For years, the crypto industry has begged US regulators for clarity. On June 4, Jamie Selway, Director of the SEC’s Division of Trading and Markets, showed up at the Piper Sandler Global Exchange & Fintech Conference with something that looks suspiciously like a plan.

Selway outlined four strategic priorities that the SEC has been developing under Chair Paul Atkins’ leadership: a comprehensive framework for tokenized securities, harmonization of overlapping SEC and CFTC regulations, extended trading hours, and modernization of Regulation NMS. The first two carry the most weight for crypto markets, and they signal a genuine shift in how Washington thinks about digital assets.

Innovation without arbitrage

The guiding principle behind the SEC’s tokenized securities framework is what Atkins has called “innovation without arbitrage.” In English: let the technology evolve, but don’t let anyone exploit regulatory gaps to game the system.
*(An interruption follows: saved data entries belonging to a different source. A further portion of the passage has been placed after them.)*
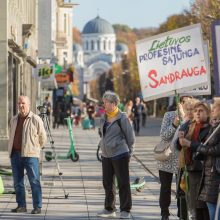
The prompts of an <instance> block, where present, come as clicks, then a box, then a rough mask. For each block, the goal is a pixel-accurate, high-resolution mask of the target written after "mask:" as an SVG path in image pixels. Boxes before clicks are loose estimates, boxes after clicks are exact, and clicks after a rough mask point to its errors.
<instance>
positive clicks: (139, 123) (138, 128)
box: [133, 116, 141, 134]
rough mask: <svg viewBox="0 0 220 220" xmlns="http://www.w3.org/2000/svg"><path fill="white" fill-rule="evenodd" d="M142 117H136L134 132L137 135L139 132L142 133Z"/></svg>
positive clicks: (134, 123) (134, 120) (134, 124)
mask: <svg viewBox="0 0 220 220" xmlns="http://www.w3.org/2000/svg"><path fill="white" fill-rule="evenodd" d="M140 121H141V120H140V117H136V116H135V117H134V121H133V123H134V131H135V133H136V134H139V131H140Z"/></svg>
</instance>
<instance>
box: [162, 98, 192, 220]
mask: <svg viewBox="0 0 220 220" xmlns="http://www.w3.org/2000/svg"><path fill="white" fill-rule="evenodd" d="M187 99H188V97H181V100H180V104H179V106H178V108H179V110H180V109H182V104H183V103H184V102H185V101H186V100H187ZM179 112H180V113H181V114H180V115H178V111H177V110H176V104H174V105H173V106H172V107H171V106H170V107H169V110H168V111H167V112H166V113H165V114H164V117H163V121H162V124H161V130H160V138H161V139H162V140H164V141H165V142H170V143H172V140H173V138H174V134H175V132H176V130H177V128H178V126H179V124H180V120H181V118H184V117H185V115H184V112H183V111H179ZM158 170H159V178H160V184H161V186H160V198H159V204H160V209H161V216H162V217H161V220H169V215H170V212H169V206H170V202H171V184H172V179H173V174H175V175H176V176H177V174H178V151H177V149H173V151H172V154H171V156H170V157H169V159H168V160H165V161H158ZM177 206H178V214H179V200H177Z"/></svg>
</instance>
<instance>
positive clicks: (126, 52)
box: [115, 43, 128, 53]
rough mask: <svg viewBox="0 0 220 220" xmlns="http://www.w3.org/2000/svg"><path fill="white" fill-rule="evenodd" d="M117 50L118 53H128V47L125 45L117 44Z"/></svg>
mask: <svg viewBox="0 0 220 220" xmlns="http://www.w3.org/2000/svg"><path fill="white" fill-rule="evenodd" d="M115 49H116V51H117V52H121V53H127V52H128V46H127V45H126V44H124V43H117V44H116V47H115Z"/></svg>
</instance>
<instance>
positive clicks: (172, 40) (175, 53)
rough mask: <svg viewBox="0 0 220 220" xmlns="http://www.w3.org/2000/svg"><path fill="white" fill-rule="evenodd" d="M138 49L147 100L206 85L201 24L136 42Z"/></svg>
mask: <svg viewBox="0 0 220 220" xmlns="http://www.w3.org/2000/svg"><path fill="white" fill-rule="evenodd" d="M136 51H137V62H138V69H139V76H140V83H141V90H142V94H143V98H144V99H145V100H146V101H147V100H153V99H156V98H161V97H167V96H170V95H172V94H174V92H175V90H176V91H177V93H181V92H184V91H186V90H191V89H194V88H198V87H200V86H203V85H207V82H208V75H207V67H206V62H205V56H204V50H203V40H202V34H201V25H200V24H195V25H191V26H188V27H184V28H180V29H176V30H174V31H169V32H166V33H163V34H159V35H156V36H152V37H150V38H146V39H143V40H140V41H137V42H136Z"/></svg>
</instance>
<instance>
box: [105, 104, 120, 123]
mask: <svg viewBox="0 0 220 220" xmlns="http://www.w3.org/2000/svg"><path fill="white" fill-rule="evenodd" d="M118 112H119V109H118V107H117V106H116V107H115V109H114V110H113V111H112V112H106V115H107V119H108V120H111V119H112V118H114V117H115V116H116V115H117V114H118Z"/></svg>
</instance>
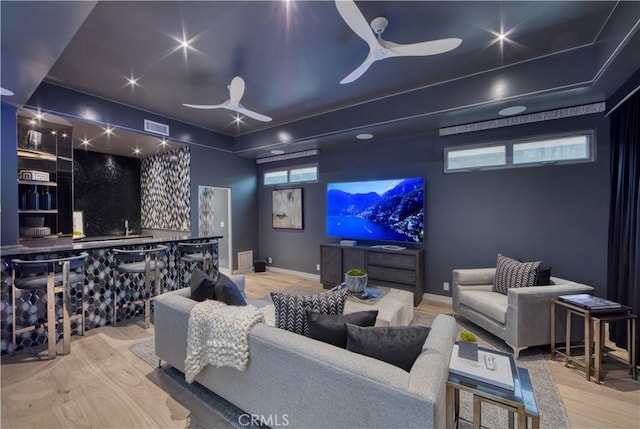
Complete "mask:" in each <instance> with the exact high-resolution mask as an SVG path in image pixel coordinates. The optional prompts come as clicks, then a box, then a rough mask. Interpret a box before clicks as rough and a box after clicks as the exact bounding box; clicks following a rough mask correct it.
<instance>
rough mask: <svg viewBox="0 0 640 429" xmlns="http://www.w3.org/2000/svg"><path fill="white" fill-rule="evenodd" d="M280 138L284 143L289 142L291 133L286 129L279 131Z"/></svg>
mask: <svg viewBox="0 0 640 429" xmlns="http://www.w3.org/2000/svg"><path fill="white" fill-rule="evenodd" d="M278 140H280V141H281V142H283V143H286V142H289V141H291V134H289V133H287V132H284V131H280V132H279V133H278Z"/></svg>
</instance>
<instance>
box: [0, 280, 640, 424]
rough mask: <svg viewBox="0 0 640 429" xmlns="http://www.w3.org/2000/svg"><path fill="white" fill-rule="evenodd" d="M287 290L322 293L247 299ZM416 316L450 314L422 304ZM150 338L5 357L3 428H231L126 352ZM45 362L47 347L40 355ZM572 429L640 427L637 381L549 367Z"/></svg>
mask: <svg viewBox="0 0 640 429" xmlns="http://www.w3.org/2000/svg"><path fill="white" fill-rule="evenodd" d="M289 286H297V287H305V288H309V290H310V291H319V290H321V289H322V287H321V285H320V284H319V283H318V282H316V281H314V280H309V279H306V278H302V277H297V276H292V275H288V274H282V273H277V272H273V271H268V272H266V273H252V274H248V275H247V295H248V296H249V297H250V298H259V297H262V296H265V295H267V294H268V293H269V292H271V291H275V290H281V289H284V288H287V287H289ZM415 310H416V311H419V312H423V313H426V314H430V315H437V314H441V313H445V314H448V313H450V312H451V308H450V306H448V305H447V304H442V303H433V302H426V301H424V300H423V301H422V303H420V305H419V306H418V307H416V309H415ZM151 336H153V326H152V327H151V328H149V329H148V330H144V329H143V328H142V327H141V325H140V324H139V323H134V322H132V323H129V324H123V325H119V326H118V327H117V328H113V327H110V326H106V327H102V328H99V329H95V330H92V331H90V332H88V333H87V335H85V336H84V337H81V336H74V337H73V339H72V342H71V354H70V355H67V356H60V355H59V356H58V357H57V358H56V359H54V360H51V361H48V360H39V359H38V358H37V357H34V353H31V352H28V351H27V352H19V353H17V354H16V355H15V356H3V358H2V366H1V367H0V370H1V386H0V389H1V401H2V402H1V407H2V415H1V420H0V426H1V427H2V428H3V429H18V428H84V427H92V428H160V427H161V428H185V427H186V428H212V427H226V425H225V423H224V422H222V421H221V420H220V418H219V417H217V415H216V414H215V413H212V412H211V411H209V410H208V409H207V408H206V407H205V406H204V405H202V404H200V403H199V402H198V401H194V400H193V398H192V397H191V396H190V395H189V394H188V393H186V392H184V391H183V390H182V389H179V388H175V387H174V386H173V384H172V382H171V380H169V379H168V378H167V377H166V376H165V375H163V374H162V373H160V372H158V371H155V370H154V369H153V368H151V366H149V365H148V364H147V363H146V362H144V361H142V360H141V359H139V358H138V357H136V356H135V355H134V354H133V353H131V352H130V351H129V347H130V346H131V345H133V344H135V343H137V342H139V341H142V340H144V339H146V338H149V337H151ZM41 355H42V356H44V349H42V353H41ZM547 363H548V365H549V368H550V370H551V373H552V375H553V378H554V380H555V381H556V384H557V386H558V390H559V391H560V394H561V396H562V400H563V402H564V405H565V408H566V409H567V413H568V414H569V418H570V420H571V423H572V425H573V427H574V428H576V429H577V428H585V429H586V428H625V429H626V428H638V427H640V382H638V381H633V380H632V379H631V378H630V377H629V376H628V375H627V374H626V373H625V372H623V371H619V372H616V373H610V374H608V375H607V379H606V380H605V383H604V384H602V385H597V384H595V383H593V382H587V381H586V380H585V379H584V376H582V375H581V373H579V372H577V371H576V370H573V369H570V368H566V367H565V366H564V365H563V364H561V363H559V362H553V361H549V360H548V361H547Z"/></svg>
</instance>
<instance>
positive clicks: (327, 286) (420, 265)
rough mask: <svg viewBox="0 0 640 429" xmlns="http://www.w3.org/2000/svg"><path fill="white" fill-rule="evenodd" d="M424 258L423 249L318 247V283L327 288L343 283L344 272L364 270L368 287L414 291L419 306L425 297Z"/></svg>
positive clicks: (370, 247) (337, 246)
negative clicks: (374, 287)
mask: <svg viewBox="0 0 640 429" xmlns="http://www.w3.org/2000/svg"><path fill="white" fill-rule="evenodd" d="M424 259H425V258H424V250H423V249H401V250H391V249H384V248H380V247H369V246H340V245H339V244H334V243H327V244H321V245H320V282H321V283H322V285H323V286H324V287H325V288H326V289H330V288H332V287H334V286H335V285H337V284H338V283H340V282H342V281H343V277H344V273H345V272H346V271H347V270H349V269H351V268H364V269H365V270H366V271H367V275H368V276H369V283H370V284H372V285H376V286H383V287H392V288H397V289H404V290H408V291H410V292H413V303H414V305H418V304H419V303H420V301H422V295H423V294H424V281H425V267H424V264H425V260H424Z"/></svg>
The framework being developed would establish clear guidelines for listing and trading tokenized securities. Selway’s remarks suggest the SEC wants to treat tokenized securities as securities under existing law, not as some novel regulatory category requiring entirely new legislation. That approach has the advantage of speed. The SEC can move through rulemaking and guidance without waiting for Congress to pass comprehensive crypto legislation.